Nella foto: Maurizio Cattelan, statua L.O.V.E (Libertà, Odio, Vendetta, Eternità), Piazza Affari, Milano

 

Premessa n. 1

Abitando vicino a Milano, e frequentandola da sempre per motivi di studio (prima), lavoro (poi), shopping (a volte), piacere, goliardia e trasgressione (da giovane), cultura e appagamento (da vecchio), mi è capitato spesso di transitare, passeggiando in Piazza Affari, davanti a Palazzo Mezzanotte, sede storica delle Borsa Italiana. Non mi è mai capito (né mi è mai giunta notizia in tal senso) di vedere un enorme falò in cui si bruciassero dei soldi, così come asseriscono spesso i telegiornali e i giornali.
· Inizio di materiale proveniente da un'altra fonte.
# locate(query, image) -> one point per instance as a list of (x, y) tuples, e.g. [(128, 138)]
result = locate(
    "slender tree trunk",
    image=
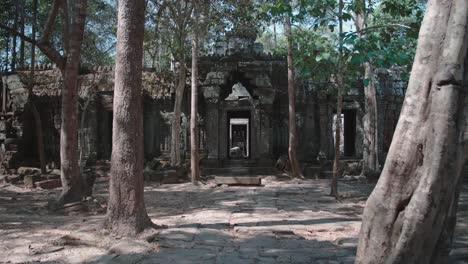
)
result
[(409, 214), (175, 137), (295, 170), (7, 53), (22, 46), (15, 28), (339, 105), (126, 214), (194, 155), (371, 161), (73, 183), (274, 35), (36, 115)]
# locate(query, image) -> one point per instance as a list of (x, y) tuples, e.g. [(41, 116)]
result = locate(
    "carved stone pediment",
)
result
[(239, 92)]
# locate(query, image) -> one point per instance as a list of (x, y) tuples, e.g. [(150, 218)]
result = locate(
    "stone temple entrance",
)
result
[(239, 134)]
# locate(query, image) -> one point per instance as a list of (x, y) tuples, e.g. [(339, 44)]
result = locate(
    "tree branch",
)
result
[(382, 26), (45, 48), (50, 22)]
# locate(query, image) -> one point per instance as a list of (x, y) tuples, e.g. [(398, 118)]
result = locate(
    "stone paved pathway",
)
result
[(279, 222)]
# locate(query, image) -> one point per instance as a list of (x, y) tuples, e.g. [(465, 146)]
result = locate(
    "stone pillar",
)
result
[(256, 136), (310, 145), (92, 129), (359, 143), (326, 134), (212, 133), (264, 141), (223, 134)]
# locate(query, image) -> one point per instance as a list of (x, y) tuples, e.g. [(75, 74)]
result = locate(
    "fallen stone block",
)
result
[(169, 177), (28, 171), (163, 176), (54, 172), (238, 180), (12, 179), (31, 180), (49, 184), (50, 176), (131, 246)]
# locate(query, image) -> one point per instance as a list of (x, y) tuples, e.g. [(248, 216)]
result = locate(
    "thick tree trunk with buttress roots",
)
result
[(339, 106), (295, 170), (175, 131), (409, 216), (73, 183), (194, 155), (370, 165), (126, 213)]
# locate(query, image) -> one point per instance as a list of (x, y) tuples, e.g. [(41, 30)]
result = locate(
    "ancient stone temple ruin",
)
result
[(243, 111)]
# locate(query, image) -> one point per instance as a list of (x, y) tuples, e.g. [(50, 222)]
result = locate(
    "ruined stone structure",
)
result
[(243, 111)]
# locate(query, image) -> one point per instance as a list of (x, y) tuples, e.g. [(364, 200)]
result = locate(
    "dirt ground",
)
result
[(282, 221)]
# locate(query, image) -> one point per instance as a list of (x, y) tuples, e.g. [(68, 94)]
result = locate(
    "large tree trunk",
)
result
[(73, 183), (126, 213), (295, 170), (409, 214), (22, 46), (32, 105), (15, 28), (175, 137), (194, 155), (370, 164), (339, 106)]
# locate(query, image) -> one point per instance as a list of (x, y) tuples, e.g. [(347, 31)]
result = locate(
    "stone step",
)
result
[(240, 171), (238, 180)]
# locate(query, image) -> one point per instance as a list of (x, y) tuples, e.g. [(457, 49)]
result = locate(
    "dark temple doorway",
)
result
[(238, 134), (349, 125)]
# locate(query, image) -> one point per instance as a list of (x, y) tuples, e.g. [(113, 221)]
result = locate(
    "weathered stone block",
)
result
[(12, 179), (50, 176), (169, 176), (31, 180), (312, 172), (28, 171), (238, 180), (49, 184)]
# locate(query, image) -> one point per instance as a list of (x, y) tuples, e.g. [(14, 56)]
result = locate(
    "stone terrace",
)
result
[(279, 222)]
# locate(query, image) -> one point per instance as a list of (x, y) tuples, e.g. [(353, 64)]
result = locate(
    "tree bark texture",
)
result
[(339, 106), (409, 216), (175, 137), (32, 105), (22, 46), (370, 153), (15, 28), (126, 213), (194, 155), (73, 183), (295, 170)]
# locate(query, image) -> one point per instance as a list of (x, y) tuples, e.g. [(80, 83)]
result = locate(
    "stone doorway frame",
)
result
[(240, 121)]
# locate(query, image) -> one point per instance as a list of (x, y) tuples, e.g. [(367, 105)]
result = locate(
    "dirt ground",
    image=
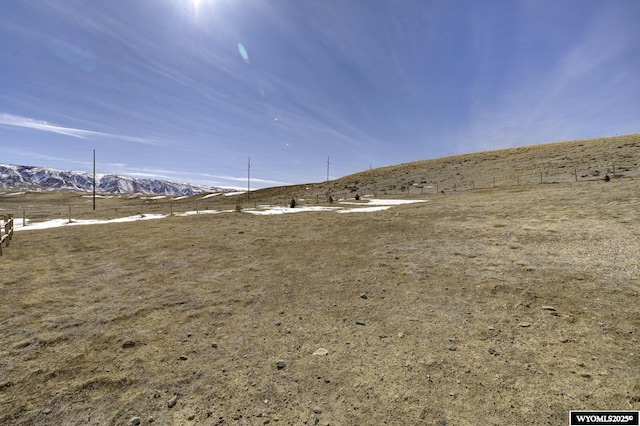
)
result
[(490, 306)]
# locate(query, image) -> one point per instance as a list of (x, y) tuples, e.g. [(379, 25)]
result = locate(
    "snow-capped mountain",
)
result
[(41, 178)]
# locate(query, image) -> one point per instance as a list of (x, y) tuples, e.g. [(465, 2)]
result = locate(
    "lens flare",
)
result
[(243, 52)]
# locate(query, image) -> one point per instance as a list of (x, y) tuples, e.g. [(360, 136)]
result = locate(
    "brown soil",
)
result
[(506, 305)]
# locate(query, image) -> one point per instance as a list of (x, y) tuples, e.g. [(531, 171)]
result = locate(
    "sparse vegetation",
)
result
[(506, 305)]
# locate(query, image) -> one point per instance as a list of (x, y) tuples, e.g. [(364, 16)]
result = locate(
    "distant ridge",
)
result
[(32, 178)]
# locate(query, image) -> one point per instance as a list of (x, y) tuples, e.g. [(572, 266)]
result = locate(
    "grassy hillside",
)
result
[(510, 304)]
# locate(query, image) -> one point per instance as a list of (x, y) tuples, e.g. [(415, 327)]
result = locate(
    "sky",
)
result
[(259, 93)]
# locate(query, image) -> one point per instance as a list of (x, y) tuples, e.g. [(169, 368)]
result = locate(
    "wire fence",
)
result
[(74, 208)]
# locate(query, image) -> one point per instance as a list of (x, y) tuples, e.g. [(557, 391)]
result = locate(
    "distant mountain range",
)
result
[(44, 179)]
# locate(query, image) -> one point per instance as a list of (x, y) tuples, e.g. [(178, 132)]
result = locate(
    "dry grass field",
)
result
[(488, 305)]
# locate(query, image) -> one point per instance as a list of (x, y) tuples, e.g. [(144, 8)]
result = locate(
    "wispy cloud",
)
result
[(44, 126)]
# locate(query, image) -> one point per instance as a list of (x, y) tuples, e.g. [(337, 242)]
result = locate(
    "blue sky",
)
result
[(188, 90)]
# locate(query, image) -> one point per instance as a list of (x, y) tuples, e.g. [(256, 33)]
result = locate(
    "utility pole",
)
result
[(94, 180), (327, 169), (248, 178)]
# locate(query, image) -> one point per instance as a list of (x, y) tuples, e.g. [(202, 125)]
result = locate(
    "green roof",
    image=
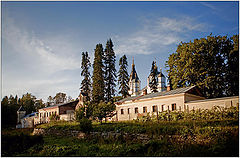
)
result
[(157, 94)]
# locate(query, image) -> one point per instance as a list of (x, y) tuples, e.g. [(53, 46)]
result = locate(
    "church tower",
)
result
[(161, 82), (134, 82), (20, 113)]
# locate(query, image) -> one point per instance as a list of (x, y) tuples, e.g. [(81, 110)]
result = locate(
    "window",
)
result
[(122, 112), (136, 110), (155, 108), (174, 107), (128, 110), (145, 109)]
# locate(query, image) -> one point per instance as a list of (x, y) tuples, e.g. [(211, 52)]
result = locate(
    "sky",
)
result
[(42, 42)]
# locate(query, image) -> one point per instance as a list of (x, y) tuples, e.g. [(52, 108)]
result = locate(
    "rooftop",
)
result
[(152, 95)]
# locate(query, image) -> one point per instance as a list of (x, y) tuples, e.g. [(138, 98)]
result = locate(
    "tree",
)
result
[(204, 63), (123, 77), (233, 67), (60, 98), (50, 101), (98, 75), (39, 104), (70, 99), (9, 112), (153, 78), (104, 110), (86, 82), (110, 71)]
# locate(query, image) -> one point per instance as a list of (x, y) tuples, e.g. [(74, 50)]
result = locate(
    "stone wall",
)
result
[(106, 135)]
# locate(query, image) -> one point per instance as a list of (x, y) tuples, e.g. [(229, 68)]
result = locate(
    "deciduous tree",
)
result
[(86, 82), (110, 71), (98, 75), (205, 62), (153, 78)]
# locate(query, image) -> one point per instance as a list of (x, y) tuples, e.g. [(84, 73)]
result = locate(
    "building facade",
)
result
[(143, 101), (65, 112), (134, 82), (181, 99)]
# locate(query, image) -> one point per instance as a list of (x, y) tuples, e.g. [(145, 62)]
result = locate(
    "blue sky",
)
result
[(42, 41)]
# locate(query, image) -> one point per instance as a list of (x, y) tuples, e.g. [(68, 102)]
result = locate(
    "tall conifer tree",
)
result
[(98, 75), (86, 82), (153, 79), (123, 77), (110, 71)]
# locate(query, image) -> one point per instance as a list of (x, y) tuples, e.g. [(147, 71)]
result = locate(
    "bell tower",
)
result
[(134, 82)]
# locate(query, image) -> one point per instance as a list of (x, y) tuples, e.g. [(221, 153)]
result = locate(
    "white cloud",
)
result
[(156, 35), (42, 66), (29, 45)]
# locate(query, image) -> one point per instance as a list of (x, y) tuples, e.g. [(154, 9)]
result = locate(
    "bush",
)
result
[(85, 125), (54, 117), (17, 143)]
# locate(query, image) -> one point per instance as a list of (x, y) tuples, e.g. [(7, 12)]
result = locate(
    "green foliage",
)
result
[(60, 98), (216, 113), (153, 78), (207, 63), (98, 75), (17, 141), (85, 125), (54, 117), (104, 110), (9, 112), (80, 113), (123, 77), (86, 82), (109, 71)]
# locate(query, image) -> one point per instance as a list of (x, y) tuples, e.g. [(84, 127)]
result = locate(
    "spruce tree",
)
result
[(110, 71), (123, 77), (153, 78), (86, 82), (98, 75)]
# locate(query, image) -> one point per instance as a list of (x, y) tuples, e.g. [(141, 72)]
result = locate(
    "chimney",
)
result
[(144, 91)]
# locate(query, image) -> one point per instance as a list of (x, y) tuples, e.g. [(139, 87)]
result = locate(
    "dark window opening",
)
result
[(145, 109), (136, 110), (174, 107), (122, 112), (155, 108)]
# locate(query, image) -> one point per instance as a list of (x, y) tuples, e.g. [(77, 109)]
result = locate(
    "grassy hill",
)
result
[(189, 136)]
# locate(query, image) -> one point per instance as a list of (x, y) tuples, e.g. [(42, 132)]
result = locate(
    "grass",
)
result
[(178, 138), (215, 136)]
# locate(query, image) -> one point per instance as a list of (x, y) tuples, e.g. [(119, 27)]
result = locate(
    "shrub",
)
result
[(80, 113), (85, 125), (54, 117)]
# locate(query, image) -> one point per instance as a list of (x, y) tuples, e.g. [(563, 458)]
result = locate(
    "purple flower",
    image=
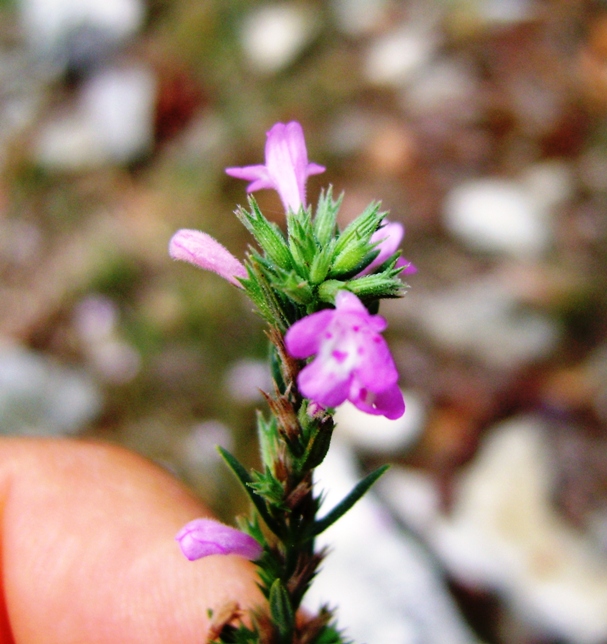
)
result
[(202, 250), (203, 537), (352, 361), (286, 169), (389, 237)]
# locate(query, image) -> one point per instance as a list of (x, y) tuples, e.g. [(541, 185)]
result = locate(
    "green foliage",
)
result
[(288, 277), (302, 273)]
Tuttavia, da settembre del 2010, è posta in mezzo alla piazza una enorme statua di arte contemporanea del ben noto autore Maurizio Cattelan (vedasi foto). Da esposizione temporanea poi tramutata in permanente, la statua è ormai divenuta un simbolo della città, terreno fertile per “selfiesti” incalliti venuti da fuori mura. Denominata ufficialmente L.O.V.E. ma subito ribattezza “Il dito”, e contro, forse, lo stesso volere dell’artista (che non ha mai avallato l’interpretazione), la statua sembra ergersi a monito per chi voglia cimentarsi in rapide speculazioni borsistiche, anche attraverso l’aiuto di algoritmi ed intelligenza artificiale, sperando in soldi facili. Non è questa la funzione della Borsa, infatti!

Premessa n. 2

Abbiamo già affrontato altrove il tema del rischio e della percezione del rischio (vedi http://www.contemplata.it/2019/12/rischio-e-percezione-del-rischio/), nonché la distinzione tra avversione al rischio e avversione alle perdite (vedi https://www.contemplata.it/2020/03/avversione-al-rischio-o-avversione-alle-perdite/). Si sa che gli investitori italiani sono prevalentemente avversi alle perdite, in maniera forte, mentre si assumo, spesso a loro insaputa, dei rischi elevati. Ad esempio, tengono enormi masse di liquidità sui conti correnti, perché all’apparenza sembra sicuro (i soldi sul conto rimangono gli stessi), non accorgendosi del rischio inflazione e/o non coprendosi adeguatamente rispetto ai rischi puri.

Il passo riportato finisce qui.